Kurze Lust, langer Frust

Eine Studie der Technischen Universität Berlin untersuchte, wie sich Emotionen in der Mensch-Technik-Interaktion verändern.

Der Zusammenhang von Emotionen und Bedienbarkeit eines technischen Gerätes ist mittlerweile gut erforscht. Kaum berücksichtigt wurde aber bislang, dass Menschen in die Interaktion mit einem technischen Gerät nicht stimmungsneutral hineingehen, sondern sich bereits in einer bestimmten Gefühlslage befinden. Psychologen des Fachgebiets Kognitionspsychologie und kognitive Ergonomie der Technischen Universität Berlin untersuchten in einer aktuellen Studie daher, wie sich Emotionen im Verlauf einer Mensch-Technik-Interaktion verändern.
In ihrem Versuch induzierten sie zunächst eine positive oder negative Stimmung. Gewöhnlich werden in der Wissenschaft zu diesem Zweck Bilder, Fotos, Musik, Videos oder Hörspiele eingesetzt. Die Berliner Forscher wählten für ihren Versuch einen neuen Weg und verwendeten eine Spielekonsole: Die Aufgabe für die Probanden bestand darin, ein Fahrzeug zehn Minuten lang durch einen Parcours mit Hindernissen zu steuern. Für eine Gruppe der Versuchspersonen wurde die Konsole dabei so präpariert, dass sie einfach zu bedienen und fehlertolerant war, sodass sich die Rennstrecke leicht bewältigen ließ. Bei der anderen Gruppe war die Bedienung hingegen viel komplexer und dadurch die Bewältigung des Parcours weitaus schwieriger und frustrierender.
Anschließend erfassten die Wissenschaftler die Gefühlslage der beiden Gruppen mit Hilfe von Fragebögen.

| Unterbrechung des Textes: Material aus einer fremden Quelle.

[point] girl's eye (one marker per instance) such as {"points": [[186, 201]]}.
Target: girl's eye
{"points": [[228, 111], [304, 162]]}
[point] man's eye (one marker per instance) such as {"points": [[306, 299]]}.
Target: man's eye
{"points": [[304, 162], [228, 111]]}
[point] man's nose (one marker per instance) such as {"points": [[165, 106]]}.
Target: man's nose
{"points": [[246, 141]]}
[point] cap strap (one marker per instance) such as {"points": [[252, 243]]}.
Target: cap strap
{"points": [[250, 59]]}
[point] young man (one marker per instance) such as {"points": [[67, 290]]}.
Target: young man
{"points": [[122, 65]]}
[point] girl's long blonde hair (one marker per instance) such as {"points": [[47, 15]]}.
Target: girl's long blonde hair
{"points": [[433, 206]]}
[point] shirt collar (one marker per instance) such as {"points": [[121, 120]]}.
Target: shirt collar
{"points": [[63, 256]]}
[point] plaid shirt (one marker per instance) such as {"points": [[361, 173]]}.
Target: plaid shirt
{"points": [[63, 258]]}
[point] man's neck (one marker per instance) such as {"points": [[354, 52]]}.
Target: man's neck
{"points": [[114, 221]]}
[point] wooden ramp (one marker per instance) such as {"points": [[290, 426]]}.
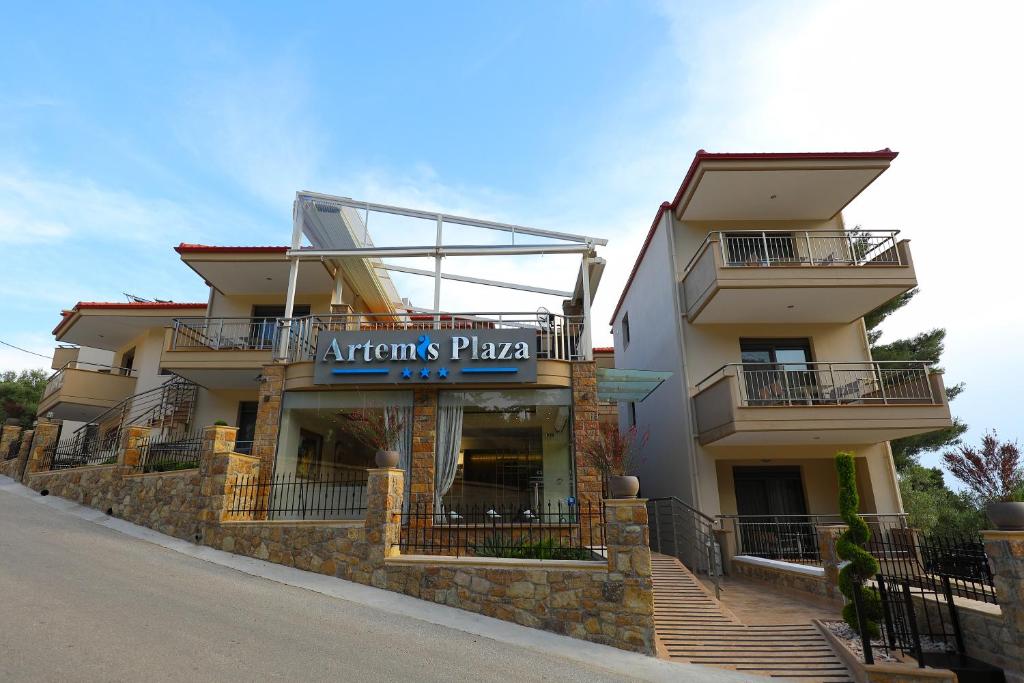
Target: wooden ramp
{"points": [[693, 627]]}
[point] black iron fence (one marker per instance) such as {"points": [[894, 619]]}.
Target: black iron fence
{"points": [[339, 495], [169, 454], [925, 561], [559, 531]]}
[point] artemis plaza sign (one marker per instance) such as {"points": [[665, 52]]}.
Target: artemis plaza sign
{"points": [[426, 355]]}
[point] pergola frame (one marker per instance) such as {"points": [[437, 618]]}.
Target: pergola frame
{"points": [[567, 243]]}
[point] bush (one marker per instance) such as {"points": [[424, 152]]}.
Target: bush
{"points": [[850, 547]]}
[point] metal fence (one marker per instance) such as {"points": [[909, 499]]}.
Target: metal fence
{"points": [[340, 495], [558, 531], [558, 336], [680, 530], [836, 383], [795, 538], [239, 334], [168, 454]]}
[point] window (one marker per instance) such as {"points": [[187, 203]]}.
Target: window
{"points": [[316, 437], [504, 449], [778, 371]]}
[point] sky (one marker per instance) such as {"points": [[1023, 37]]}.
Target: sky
{"points": [[126, 128]]}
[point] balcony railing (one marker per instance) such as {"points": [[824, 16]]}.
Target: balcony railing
{"points": [[558, 337], [55, 382], [830, 383], [806, 248], [218, 334]]}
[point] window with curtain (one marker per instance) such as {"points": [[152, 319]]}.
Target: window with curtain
{"points": [[510, 449]]}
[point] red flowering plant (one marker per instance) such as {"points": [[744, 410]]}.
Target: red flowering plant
{"points": [[993, 473], [614, 453]]}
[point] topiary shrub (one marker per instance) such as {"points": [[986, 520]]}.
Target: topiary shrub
{"points": [[850, 547]]}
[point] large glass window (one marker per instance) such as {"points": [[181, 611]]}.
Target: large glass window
{"points": [[317, 439], [509, 449]]}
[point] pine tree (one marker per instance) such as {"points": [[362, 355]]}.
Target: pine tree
{"points": [[925, 346]]}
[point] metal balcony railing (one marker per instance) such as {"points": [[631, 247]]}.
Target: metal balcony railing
{"points": [[217, 334], [804, 248], [830, 383], [558, 337], [55, 381]]}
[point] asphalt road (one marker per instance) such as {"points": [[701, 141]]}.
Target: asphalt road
{"points": [[82, 602]]}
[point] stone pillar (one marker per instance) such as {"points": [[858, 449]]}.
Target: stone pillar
{"points": [[218, 467], [385, 487], [421, 493], [271, 392], [43, 438], [827, 535], [10, 442], [585, 424], [133, 439], [1006, 555], [629, 567]]}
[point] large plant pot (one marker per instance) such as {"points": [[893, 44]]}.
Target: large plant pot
{"points": [[624, 486], [387, 459], [1007, 516]]}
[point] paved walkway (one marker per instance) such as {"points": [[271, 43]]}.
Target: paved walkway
{"points": [[693, 627], [88, 597]]}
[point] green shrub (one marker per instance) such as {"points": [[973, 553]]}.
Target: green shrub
{"points": [[850, 547]]}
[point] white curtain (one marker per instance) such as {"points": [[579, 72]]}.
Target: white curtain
{"points": [[403, 444], [446, 458]]}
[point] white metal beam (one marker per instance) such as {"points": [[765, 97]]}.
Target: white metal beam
{"points": [[449, 218], [477, 281]]}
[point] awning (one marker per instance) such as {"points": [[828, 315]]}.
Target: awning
{"points": [[628, 385]]}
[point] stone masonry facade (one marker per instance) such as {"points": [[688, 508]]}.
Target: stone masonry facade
{"points": [[605, 601]]}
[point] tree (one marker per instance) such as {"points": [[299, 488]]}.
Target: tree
{"points": [[19, 394], [925, 346]]}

Tatsächlich konnten sie nachweisen, dass der Umgang mit den unterschiedlich präparierten Spielekonsolen entsprechende positive oder negative Gefühle hervorgerufen hatte.
In dieser Stimmung begaben sich die Probanden in den zweiten Teil des Experiments. Dabei hatten alle die gleiche Aufgabe zu lösen: Auf einem Tablet-Computer sollte ein Kontakt in das Adressbuch und ein Termin in den Kalender eingetragen und die Helligkeit eingestellt werden.

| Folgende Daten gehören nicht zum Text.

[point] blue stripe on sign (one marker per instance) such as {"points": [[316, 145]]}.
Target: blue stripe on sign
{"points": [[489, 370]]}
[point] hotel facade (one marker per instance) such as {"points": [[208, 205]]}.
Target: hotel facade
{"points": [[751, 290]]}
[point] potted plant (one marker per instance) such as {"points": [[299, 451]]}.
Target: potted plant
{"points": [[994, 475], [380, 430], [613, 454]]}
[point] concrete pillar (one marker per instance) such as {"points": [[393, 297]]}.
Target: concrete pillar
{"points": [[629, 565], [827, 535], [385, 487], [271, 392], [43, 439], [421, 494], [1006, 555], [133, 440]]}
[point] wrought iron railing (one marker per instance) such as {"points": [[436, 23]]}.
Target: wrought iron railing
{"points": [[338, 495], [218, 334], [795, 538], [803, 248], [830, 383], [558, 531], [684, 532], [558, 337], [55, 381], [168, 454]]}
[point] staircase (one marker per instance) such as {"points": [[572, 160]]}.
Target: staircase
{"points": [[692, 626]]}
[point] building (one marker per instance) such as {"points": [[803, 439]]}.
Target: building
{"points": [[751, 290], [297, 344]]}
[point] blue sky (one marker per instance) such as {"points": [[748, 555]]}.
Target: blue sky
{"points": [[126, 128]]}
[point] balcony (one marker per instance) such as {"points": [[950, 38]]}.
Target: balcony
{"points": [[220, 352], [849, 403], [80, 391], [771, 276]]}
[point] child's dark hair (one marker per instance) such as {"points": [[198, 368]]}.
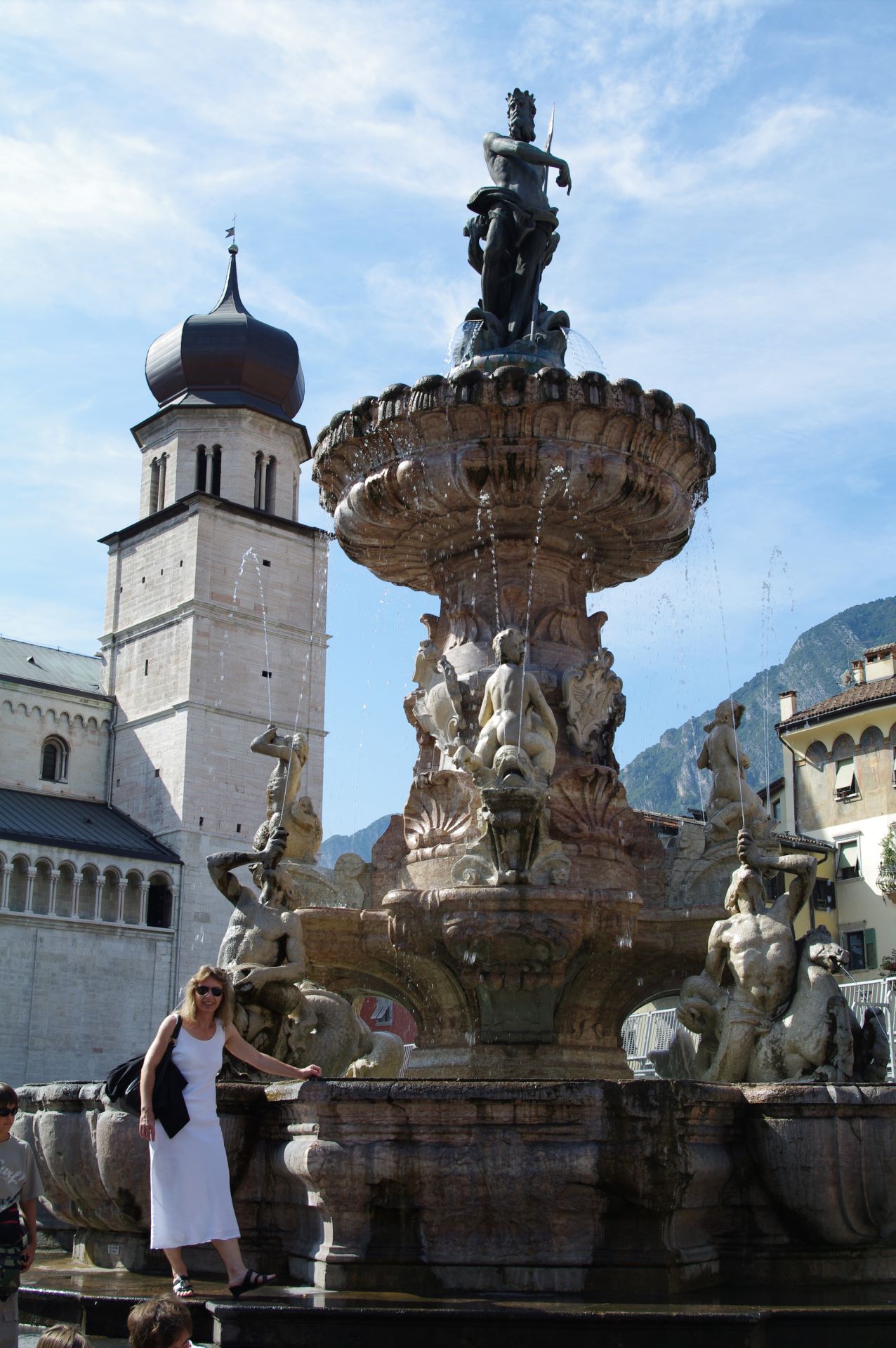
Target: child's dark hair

Es zeigte sich, dass während der Bearbeitung dieser Aufgabe die gute Laune bei den positiv gestimmten Probanden signifikant abnahm. Bei den bereits Frustrierten veränderte sich die Gefühlslage nicht: Sie blieben in negativer Stimmung.
Dieses Ergebnis bestätigt frühere Studien, denen zufolge es leichter ist, Menschen mit Technik zu frustrieren, als sie zu beflügeln. Während das relativ freie Spiel mit der Spielekonsole durchaus zu einer positiven Gestimmtheit beitragen konnte, war das bei einer wenig anregenden, strukturierten Alltagsaufgabe überhaupt nicht der Fall.

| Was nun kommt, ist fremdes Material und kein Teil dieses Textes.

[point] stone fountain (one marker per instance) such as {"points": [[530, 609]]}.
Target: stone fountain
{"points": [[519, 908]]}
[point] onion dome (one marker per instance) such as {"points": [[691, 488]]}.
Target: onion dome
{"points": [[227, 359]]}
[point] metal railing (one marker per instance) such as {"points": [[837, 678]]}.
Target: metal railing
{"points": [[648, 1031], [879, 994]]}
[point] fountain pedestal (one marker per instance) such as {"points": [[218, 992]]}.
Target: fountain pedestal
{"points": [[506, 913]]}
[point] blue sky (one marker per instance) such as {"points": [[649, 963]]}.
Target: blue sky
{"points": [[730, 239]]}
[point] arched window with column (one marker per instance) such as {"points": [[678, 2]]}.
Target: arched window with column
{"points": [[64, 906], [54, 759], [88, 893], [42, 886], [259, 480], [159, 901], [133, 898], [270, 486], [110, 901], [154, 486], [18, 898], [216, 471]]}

Die Wissenschaftler nehmen an, dass die beobachtete Fragilität positiver Stimmung dafür verantwortlich sei, dass der Einfluss von Emotionen Mensch-Technik-Interaktion generell unterschätzt werde. Allerdings seien Gefühle entscheidend für Akzeptanz, Nutzung und Bewertung technischer Produkte. Der Nutzer würdige nicht, dass Technik funktioniere – das sei Voraussetzung. Entscheidend sei, dass die Nutzung eines technischen Gerätes positiv erlebt werde.

Literatur

Backhaus, N. & Brandenburg, S. (2013). Emotionen und ihre Dynamik in der Mensch-Technik-Interaktion. In: Boll, S., Maaß, S. & Malaka, R. (Hrsg.), Mensch & Computer 2013: Interaktive Vielfalt (S. 79-88). München: Oldenbourg Verlag.